I've seen a lot of such systems come and go. One of my friends is working on probably the best (VC-funded) memory system right now.

The problem always is that when there are too many memories, the context gets overloaded and the AI starts ignoring the system prompt.

Definitely not a solved problem, and there need to be benchmarks to evaluate these solutions. Benchmarks themselves can be easily gamed and not universally applicable.

The armchair ML engineer in me says our current context management approach is the issue. With a proper memory management system wired up to it’s own LLM-driven orchestrator, memories should be pulled in and pushed out between prompts, and ideally, in the middle of a “thinking” cycle. You can enhance this to be performant using vector databases and such but the core principle remains the same and is oft repeated by parents across the world: “Clean up your toys before you pull a new one out!”

Also since I thought for another 30 seconds, the “too many memories!” Problem imo is the same problem as context management and compaction and requires the same approach: more AI telling AI what AI should be thinking about. De-rank “memories” in the context manager as irrelevant and don’t pass them to the outer context. If a memory is de-ranked often and not used enough it gets purged.

Fair concern.

ReadMe does support loading memories mid-reasoning! It is simply an agent reading files.
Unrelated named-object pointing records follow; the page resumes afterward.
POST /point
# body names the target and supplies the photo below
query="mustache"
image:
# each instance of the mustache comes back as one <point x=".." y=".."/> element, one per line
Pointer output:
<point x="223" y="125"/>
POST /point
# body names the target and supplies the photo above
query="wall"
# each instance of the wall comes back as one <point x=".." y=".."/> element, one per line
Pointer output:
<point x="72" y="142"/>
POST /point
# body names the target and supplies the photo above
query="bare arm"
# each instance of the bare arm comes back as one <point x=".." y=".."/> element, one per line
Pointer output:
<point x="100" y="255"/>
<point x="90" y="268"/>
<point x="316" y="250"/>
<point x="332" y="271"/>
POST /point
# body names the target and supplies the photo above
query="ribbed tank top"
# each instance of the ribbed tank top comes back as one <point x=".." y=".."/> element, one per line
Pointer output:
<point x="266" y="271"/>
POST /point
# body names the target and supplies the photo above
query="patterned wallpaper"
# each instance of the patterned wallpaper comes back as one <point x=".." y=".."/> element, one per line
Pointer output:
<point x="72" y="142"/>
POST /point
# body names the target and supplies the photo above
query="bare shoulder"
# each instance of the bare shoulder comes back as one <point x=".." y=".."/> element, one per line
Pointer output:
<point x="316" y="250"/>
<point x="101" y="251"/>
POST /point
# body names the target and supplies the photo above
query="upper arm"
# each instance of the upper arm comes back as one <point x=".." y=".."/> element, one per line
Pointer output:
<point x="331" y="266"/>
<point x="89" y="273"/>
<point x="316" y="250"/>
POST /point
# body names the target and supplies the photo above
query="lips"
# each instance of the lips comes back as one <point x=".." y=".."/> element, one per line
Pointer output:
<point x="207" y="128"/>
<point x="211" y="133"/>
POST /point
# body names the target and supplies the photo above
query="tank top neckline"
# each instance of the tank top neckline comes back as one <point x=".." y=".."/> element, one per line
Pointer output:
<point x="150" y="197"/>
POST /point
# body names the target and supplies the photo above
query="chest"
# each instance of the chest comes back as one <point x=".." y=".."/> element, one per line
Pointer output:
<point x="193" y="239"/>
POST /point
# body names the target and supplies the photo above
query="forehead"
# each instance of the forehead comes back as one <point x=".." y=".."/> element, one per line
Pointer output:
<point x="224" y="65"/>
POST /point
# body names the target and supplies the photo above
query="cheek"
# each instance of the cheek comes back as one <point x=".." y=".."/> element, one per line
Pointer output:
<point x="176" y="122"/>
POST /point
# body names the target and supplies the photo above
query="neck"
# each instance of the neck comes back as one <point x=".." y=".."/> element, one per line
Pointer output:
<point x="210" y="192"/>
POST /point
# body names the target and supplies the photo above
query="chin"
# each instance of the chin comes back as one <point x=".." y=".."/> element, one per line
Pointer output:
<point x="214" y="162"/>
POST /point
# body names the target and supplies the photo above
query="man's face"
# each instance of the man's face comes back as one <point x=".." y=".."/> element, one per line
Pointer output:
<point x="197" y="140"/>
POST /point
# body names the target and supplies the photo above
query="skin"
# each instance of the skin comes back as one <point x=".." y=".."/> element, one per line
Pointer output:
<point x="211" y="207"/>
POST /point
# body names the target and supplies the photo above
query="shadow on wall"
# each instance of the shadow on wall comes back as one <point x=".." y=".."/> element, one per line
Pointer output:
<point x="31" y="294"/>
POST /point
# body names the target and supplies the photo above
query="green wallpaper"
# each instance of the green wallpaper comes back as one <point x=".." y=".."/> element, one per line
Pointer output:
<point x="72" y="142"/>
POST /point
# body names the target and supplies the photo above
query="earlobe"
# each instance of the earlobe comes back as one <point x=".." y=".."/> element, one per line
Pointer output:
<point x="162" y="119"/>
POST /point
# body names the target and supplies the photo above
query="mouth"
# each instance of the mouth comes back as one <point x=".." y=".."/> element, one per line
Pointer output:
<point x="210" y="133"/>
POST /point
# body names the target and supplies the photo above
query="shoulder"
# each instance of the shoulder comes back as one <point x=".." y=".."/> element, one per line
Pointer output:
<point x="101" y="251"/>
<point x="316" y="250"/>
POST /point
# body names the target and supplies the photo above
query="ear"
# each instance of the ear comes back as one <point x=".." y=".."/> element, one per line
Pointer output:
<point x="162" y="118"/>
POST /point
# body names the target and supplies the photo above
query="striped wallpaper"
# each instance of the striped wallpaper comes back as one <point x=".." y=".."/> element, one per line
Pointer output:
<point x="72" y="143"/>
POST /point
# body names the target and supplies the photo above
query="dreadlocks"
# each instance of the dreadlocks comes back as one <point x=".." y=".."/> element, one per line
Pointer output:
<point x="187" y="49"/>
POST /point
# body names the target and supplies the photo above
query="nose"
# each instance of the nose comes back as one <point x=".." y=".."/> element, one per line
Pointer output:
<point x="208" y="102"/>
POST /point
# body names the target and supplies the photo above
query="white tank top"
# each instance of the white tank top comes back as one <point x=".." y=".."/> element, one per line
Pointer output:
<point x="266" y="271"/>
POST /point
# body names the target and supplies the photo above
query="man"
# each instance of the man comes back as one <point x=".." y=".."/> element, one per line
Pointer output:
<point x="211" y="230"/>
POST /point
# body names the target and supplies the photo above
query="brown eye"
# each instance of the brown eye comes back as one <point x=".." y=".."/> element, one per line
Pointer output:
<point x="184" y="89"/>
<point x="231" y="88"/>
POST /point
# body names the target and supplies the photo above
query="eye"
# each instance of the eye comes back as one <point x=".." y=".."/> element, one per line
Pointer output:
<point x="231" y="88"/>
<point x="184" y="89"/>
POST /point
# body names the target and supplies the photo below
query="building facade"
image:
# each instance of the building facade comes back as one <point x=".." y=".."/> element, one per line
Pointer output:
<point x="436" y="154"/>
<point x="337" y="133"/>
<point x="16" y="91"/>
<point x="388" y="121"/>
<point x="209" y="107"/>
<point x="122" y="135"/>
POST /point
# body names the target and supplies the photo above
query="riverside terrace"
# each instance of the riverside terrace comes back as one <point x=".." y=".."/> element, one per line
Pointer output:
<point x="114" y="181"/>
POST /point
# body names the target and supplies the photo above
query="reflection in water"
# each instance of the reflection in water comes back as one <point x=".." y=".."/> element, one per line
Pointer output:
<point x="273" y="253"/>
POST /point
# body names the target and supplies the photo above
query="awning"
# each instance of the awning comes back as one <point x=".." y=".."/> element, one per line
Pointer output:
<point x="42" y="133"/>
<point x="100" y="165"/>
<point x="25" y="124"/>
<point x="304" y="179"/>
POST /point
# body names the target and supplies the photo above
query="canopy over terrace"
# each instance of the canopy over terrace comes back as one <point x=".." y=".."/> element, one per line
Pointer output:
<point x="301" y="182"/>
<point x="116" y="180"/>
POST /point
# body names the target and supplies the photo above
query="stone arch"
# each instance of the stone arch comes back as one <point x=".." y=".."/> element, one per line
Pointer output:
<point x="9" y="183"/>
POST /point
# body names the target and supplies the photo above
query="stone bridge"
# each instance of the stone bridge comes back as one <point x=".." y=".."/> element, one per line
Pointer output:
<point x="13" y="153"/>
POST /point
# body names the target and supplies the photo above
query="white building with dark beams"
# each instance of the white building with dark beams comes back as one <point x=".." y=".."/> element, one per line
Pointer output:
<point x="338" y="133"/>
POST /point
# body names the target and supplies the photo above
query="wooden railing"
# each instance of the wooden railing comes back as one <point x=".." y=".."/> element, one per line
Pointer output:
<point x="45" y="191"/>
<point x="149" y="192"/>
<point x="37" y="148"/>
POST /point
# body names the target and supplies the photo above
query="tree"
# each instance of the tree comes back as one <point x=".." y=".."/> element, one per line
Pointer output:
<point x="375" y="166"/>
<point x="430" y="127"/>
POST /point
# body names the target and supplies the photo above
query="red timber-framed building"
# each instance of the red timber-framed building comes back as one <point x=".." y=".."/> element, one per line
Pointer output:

Although GPT-5.4 currently likes to explore a lot upfront, and only then responds. But that is more of a model behaviour (adjustable through prompting) rather than an architectural limitation.

Ah, I mean bi-directional management of context. Add and remove. Basically just the remove bit since we have adding down.

I see your point.

A removal mechanism is not (yet) implemented. But in principle, we could adjust the instructions in Update.md so that it does a minor "refactor" of the filesystem each day, then newer abstractions can form, while irrelevant gets pruned/edited. That's the beauty of the architecture, you define how the update can occur!

But if you do have a new memory (possibly contradicting an old one), is it really a good idea to prune/edit it?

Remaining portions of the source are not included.